While many employers offer auto-enrolment contributions above the minimum rate, the workers that benefit are seldom those most in need, according to new research from Nest Insight.

The study, composed of 30 in-depth interviews with UK employers and advisers, as well as a survey of 500 “employer pension decision-makers”, found that the auto-enrolment minimum rate is serving as a “strong default,” with four in 10 employees working for a company offering the 3 per cent minimum to all of its employees, and a further two in 10 working for a company that offered it to some workers.

There have long been calls for auto-enrolment to be expanded to more individuals, and for the minimum rate to be raised. The Association of British Insurers has said the goal should be to raise the auto-enrolment minimum to 12 per cent by 2031, split evenly between employers and employees.

The Pensions and Lifetime Savings Association has recommended a more modest increase to a 5 per cent employer/5 per cent employee split over the next decade. In September, the Work and Pensions Committee called on the government to introduce auto-enrolment reforms next spring, by which point more than five years will have elapsed since the 2017 auto-enrolment review.

Concerns have been raised, however, about the affordability of an increase, especially at a time of economic hardship. Research from Legal & General Investment Management, published in September, suggested that almost seven in 10 (69 per cent) of low earners were unable to afford even the current minimum rate of contributions.

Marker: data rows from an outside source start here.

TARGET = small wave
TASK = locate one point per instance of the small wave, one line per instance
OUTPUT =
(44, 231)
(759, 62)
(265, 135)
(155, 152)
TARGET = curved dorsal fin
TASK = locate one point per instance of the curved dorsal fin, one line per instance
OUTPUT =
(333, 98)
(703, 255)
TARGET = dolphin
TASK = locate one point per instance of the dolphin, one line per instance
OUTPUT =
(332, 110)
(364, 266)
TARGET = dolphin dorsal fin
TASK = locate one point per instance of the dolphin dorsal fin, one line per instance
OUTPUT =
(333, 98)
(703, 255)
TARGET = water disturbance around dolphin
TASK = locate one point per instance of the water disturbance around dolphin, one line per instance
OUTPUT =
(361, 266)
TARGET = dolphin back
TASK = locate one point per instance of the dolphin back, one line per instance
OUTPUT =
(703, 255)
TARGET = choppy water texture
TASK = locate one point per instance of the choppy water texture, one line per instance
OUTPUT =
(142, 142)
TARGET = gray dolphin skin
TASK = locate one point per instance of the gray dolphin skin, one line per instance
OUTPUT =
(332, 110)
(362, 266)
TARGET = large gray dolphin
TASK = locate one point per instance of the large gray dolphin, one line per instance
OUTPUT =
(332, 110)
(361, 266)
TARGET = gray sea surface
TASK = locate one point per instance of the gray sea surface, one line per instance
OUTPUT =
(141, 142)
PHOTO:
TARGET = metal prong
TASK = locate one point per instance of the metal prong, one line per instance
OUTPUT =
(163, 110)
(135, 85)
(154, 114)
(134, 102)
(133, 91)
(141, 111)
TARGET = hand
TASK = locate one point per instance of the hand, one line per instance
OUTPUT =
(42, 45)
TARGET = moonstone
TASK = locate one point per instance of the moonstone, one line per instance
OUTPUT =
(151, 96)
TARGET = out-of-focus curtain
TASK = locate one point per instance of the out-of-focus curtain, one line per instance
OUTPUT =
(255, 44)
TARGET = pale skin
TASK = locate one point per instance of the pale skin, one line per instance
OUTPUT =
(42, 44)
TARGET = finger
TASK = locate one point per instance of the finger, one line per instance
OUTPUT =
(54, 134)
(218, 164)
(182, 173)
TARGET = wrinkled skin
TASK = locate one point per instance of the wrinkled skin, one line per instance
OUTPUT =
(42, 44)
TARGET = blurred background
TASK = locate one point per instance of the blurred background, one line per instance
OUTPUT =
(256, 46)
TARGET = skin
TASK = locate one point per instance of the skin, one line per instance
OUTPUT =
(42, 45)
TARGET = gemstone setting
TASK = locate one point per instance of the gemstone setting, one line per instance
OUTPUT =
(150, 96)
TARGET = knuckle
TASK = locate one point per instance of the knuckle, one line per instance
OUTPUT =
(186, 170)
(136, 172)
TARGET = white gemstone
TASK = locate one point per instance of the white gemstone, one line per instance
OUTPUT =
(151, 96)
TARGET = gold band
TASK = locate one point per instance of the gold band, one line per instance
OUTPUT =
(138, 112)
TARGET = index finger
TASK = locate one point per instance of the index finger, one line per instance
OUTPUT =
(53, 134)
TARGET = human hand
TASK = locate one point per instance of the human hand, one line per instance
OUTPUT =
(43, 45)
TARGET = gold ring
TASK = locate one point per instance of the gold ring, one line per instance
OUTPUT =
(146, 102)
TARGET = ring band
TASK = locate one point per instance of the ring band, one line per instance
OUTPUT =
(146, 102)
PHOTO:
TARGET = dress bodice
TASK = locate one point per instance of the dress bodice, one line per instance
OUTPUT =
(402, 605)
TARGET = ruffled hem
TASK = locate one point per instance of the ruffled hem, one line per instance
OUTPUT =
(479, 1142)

Of the companies responding to Nest Insight’s research, 51 per cent of those offering the minimum rate to all employees said they could not afford to contribute more than the minimum rate, while more than a quarter (26 per cent) said they were prioritising base salaries.

However, the research also found a number of companies that simply treated the 3 per cent minimum as the default rate. 

Nearly a third said they believed this figure to be the amount recommended by the government, while a fifth said they were going by the default settings in their payroll software or pension provider setup.

Additionally, one in 20 said they were unaware it was possible to contribute more than the 3 per cent minimum.

Just 6 per cent of employers offering more than the minimum rate said the levels set were driven by considerations with retirement adequacy.

Nest Insight’s director of research and innovation, Jo Phillips, said: “Auto-enrolment was a huge undertaking for many employers — it’s a great achievement and a good equalisation story. As we look to the future, the focus is now on how to support employees to save enough to achieve financial security in retirement.”